With the introduction of its Operational Sustainability benchmark coming on July 1st, the Uptime Institute will have a benchmark to compliment their 10 year old data center tier standard. This new benchmark addresses the long term ability of a datacenter to avoid operational outages.
But rather than evaluating the datacenter facility the way the tier standard does, this new benchmark evaluates the datacenter's processes, staffing, and location. As the full details of the benchmark are not yet available it will be some time before the effectiveness of this benchmark will be able to be determined. For example, we don't know yet if the location evaluation method will doom datacenters in Iceland to a poor benchmark rating or if any datacenter in earthquake prone California will be able to pass muster.

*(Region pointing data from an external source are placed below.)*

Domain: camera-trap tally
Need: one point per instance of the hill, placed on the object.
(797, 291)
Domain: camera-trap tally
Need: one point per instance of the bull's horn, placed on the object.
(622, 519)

Processes and staffing are clearly an important issue, and metrics for evaluating how well a datacenter staff is trained and how well proper procedures are documented and implemented. For example, Google was clearly of the opinion that their datacenter staff was well trained and that they had proper procedures in place to prevent downtime for AppEngine users, yet they had a significant outage earlier in the year because the procedures for dealing with the problem that datacenter staff encountered after a power outage were not properly documented nor was there appropriate staff on-site to deal with solving the problem.
The Operational Sustainability ratings will fall into three sliding scale classes that are based on the tier level classification of the datacenter; the higher the tier rating, the more stringent the requirements for each class. Obviously, this benchmark will only make sense for datacenters already tier-rated by the Uptime Institute, though the Institute does say that the tool will be valuable for self assessment.
Only the actual availability of the benchmark will allow us to judge its practical value; in light of issues such as the one that took down Google, I'm not sure how well an outside entity can evaluate processes and procedures for any given datacenter. As the military says, no battle plan survives contact with the enemy. So how well can untested plans be evaluated?